EP: [As former architecture and painting majors] you guys have also spent a lot of time in the art studios.
A: I think it’s a mix of people who are really excited about art, and people who are really pretentious. It’s a lot of fun if you’re there with people who actually want to be doing things, but then when you get that one kid…[Groans].
E: The best part is when everyone’s sleeping under their canvasses and eating food that somebody stole from Weshop.
A: We kept finding beer cans in the architecture studio. It was like, who had a party in here? We used to watch Disney movies in there.
E: We never did that!
EP: You’re an archaeology major. How would you describe the archaeology program here at Wesleyan?
A: Tiny. And that every story that every archaeology professor will ever tell you will have to do with beer.

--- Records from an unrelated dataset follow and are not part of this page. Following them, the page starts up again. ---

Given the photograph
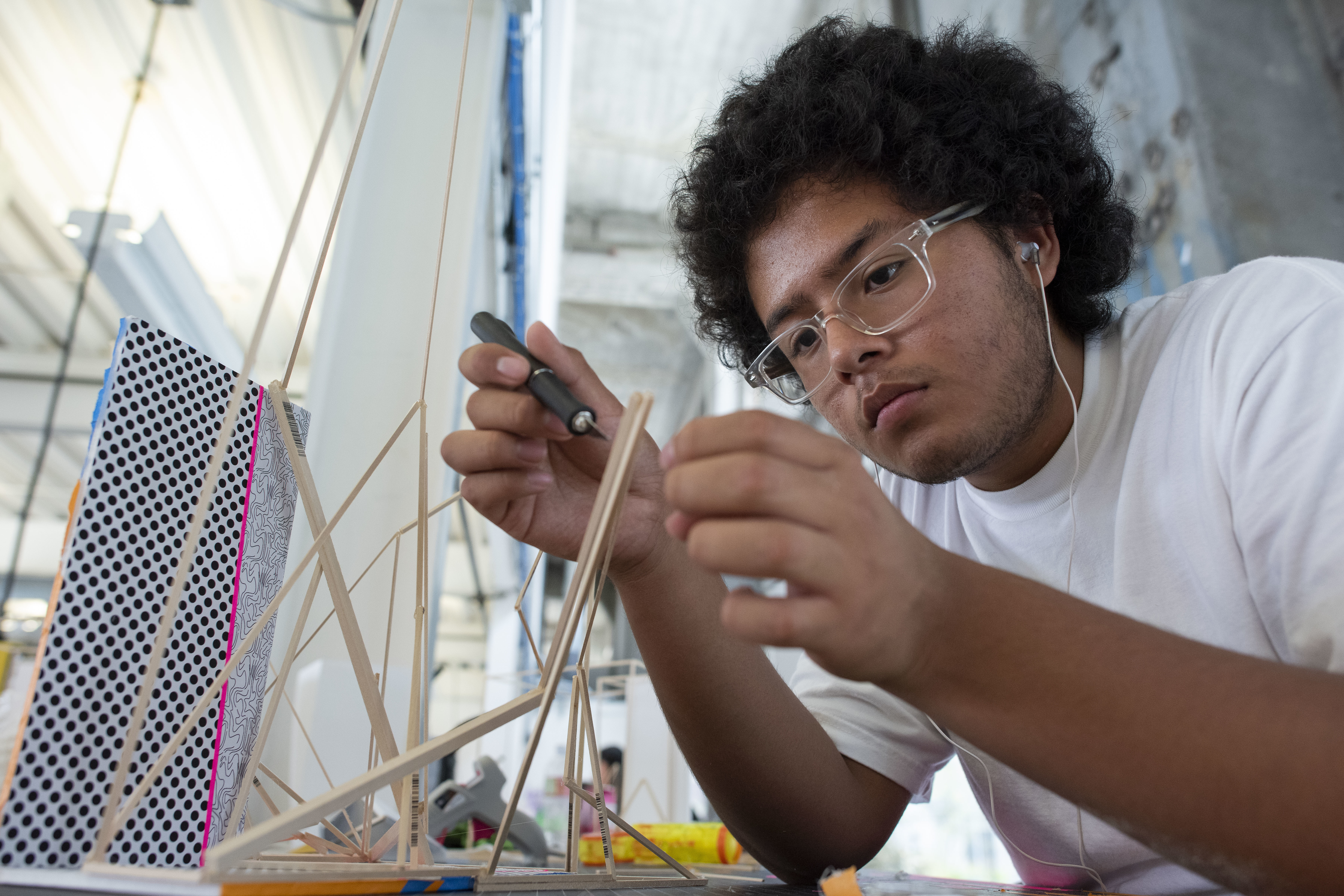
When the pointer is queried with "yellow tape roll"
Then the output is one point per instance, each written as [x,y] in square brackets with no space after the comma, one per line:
[699,841]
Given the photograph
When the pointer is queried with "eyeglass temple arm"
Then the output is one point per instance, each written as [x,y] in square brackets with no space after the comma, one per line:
[951,216]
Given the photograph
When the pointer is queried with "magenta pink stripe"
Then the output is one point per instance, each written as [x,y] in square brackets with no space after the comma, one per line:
[233,619]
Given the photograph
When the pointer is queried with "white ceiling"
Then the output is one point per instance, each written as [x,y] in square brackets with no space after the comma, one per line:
[646,74]
[220,146]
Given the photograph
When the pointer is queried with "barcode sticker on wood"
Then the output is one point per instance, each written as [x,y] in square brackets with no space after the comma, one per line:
[294,429]
[417,808]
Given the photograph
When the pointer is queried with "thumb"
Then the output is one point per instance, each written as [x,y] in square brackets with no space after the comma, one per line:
[573,370]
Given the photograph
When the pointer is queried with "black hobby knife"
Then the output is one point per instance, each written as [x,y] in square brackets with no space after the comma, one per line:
[544,383]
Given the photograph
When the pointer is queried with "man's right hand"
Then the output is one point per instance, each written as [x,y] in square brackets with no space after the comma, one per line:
[526,473]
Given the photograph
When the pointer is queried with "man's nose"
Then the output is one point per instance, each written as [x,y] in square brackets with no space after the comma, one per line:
[853,351]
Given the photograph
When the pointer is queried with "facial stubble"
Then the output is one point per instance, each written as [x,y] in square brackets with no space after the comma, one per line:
[1022,395]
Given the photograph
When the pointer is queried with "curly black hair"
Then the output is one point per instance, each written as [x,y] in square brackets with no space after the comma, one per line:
[941,120]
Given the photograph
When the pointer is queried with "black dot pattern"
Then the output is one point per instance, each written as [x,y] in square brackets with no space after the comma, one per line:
[163,408]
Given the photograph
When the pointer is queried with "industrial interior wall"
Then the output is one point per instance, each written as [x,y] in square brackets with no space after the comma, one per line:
[1226,119]
[376,319]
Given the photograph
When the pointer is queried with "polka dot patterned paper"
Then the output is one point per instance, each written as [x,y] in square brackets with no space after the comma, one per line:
[156,425]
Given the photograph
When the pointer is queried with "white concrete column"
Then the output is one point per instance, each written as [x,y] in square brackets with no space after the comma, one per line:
[557,77]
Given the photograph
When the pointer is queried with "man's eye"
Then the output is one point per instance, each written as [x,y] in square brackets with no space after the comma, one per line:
[884,276]
[803,342]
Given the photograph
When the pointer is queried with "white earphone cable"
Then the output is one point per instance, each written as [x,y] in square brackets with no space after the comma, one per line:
[1030,252]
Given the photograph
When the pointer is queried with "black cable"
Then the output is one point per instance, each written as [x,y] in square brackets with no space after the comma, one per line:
[314,15]
[81,292]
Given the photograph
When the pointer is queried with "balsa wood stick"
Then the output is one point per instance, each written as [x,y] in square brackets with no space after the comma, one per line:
[337,582]
[448,193]
[518,609]
[312,748]
[569,619]
[382,684]
[619,460]
[224,856]
[597,773]
[204,704]
[294,795]
[572,819]
[345,181]
[269,715]
[406,529]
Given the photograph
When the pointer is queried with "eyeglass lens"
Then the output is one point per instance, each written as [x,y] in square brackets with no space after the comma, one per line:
[874,298]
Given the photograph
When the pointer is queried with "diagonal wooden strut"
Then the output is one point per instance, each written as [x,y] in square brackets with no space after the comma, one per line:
[229,854]
[337,581]
[269,715]
[615,483]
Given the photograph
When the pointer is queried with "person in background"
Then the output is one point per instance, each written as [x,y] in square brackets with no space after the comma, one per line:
[611,768]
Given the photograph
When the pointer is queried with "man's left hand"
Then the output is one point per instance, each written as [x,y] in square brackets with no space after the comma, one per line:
[759,495]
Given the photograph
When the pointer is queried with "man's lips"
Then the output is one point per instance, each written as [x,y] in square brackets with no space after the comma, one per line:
[890,402]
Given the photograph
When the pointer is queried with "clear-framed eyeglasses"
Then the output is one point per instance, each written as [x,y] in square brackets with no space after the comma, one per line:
[885,289]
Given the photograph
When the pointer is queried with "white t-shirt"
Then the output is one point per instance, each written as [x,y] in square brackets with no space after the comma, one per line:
[1210,503]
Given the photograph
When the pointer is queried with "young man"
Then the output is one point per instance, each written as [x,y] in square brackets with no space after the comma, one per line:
[1127,627]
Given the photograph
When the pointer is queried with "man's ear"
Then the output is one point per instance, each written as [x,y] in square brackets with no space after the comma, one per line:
[1046,252]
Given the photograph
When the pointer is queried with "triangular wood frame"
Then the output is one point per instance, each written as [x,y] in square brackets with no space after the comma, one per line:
[237,858]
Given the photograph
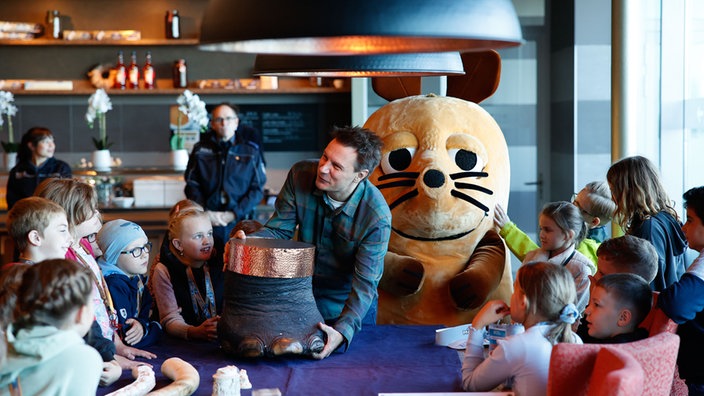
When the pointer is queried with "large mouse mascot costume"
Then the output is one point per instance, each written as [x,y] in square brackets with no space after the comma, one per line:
[444,167]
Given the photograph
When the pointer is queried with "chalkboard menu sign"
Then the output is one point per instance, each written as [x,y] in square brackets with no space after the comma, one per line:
[290,127]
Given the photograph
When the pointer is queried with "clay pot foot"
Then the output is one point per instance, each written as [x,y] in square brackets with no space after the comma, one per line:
[251,347]
[284,346]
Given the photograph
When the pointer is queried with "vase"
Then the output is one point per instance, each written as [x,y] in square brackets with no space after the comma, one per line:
[179,159]
[102,160]
[10,160]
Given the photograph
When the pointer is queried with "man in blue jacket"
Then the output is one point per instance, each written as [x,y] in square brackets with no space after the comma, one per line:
[225,174]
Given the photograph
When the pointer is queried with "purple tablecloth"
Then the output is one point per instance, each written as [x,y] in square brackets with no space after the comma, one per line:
[386,358]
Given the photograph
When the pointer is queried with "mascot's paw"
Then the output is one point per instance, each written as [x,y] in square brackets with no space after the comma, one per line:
[471,288]
[403,275]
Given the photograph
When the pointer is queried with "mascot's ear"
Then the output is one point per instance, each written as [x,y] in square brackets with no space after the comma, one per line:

Every story that you read in an archaeology book will have to do with beer.
EP: Why is that?
A: I don’t know! It’s like every excavation ends with getting drunk in a pub. I didn’t realize how clever I was when I picked this major. It’s gonna be fun.
EP: You did some archaeology in Belgium. Did you find any skeletons?
A: I dug in a castle—I found cow bones and smaller mammalian things. We were working in the inner bailey [the courtyard], and they didn’t tell us the research paradigm that they were using. We were just told to dig. We had trowels and kitchen spoons and pick-axes. We found a hand grenade from World War I. Not supposed to be there. Our professor claimed it was supposed to be the top of the bedpost, which it clearly was not.
EP: You didn’t find any skeletons when you were looking at sites in Greece during study abroad last semester?
A: No, sadly. I could go hide a skeleton for you, but one of you would have to die. Everyone would get to find it!
EP: This interview just took a bad turn…Emma, you used to do ballet—weren’t you almost in a Terpsichore dance involving dinosaurs last year?
E: I was supposed to be in two different Terp dances last year, but they got canceled at the last minute—I guess the director didn’t have time to run them anymore. That was my short-lived dance career here. I was going to be a dinosaur—the dance was about the battle between robots and dinosaurs for control of Mocon. It would have been pretty hot.
EP: And Beyonce was a character who was in there too, somehow?
E: Yeah, Beyonce was in there as some sort overlord of Mocon. I’m not too sure exactly anymore. There was going to be a fiddle solo at the beginning—I don’t know, I didn’t design any of this. That was going to be the work of Joe John [Sanchez ’07].
EP: Don’t you have a famous grandfather?
A: Harry Callahan. He’s a photographer—there’s a show right now in Atlanta called ‘Eleanor,’ who’s my grandmother…They had an article in The New York Times, if anyone wades through the arts section, which is what that is. [Points to article on refrigerator]. The opening was on the second day of classes, and I’m really mad I missed it, because they had really good food. I’m a little bit bitter, I’m not gonna lie.
EP: One last question. What was it like having me as a roommate?
E: A source of constant excitement.
EP: I hope that’s a good thing.
A: You weren’t really in the room a lot freshman year. I think I would say, “friendly popping into the room.”
EP: I guess I was off doing freshman things.
E: Yeah, like [name of ex-boyfriend].
EP: That name isn’t going in the article.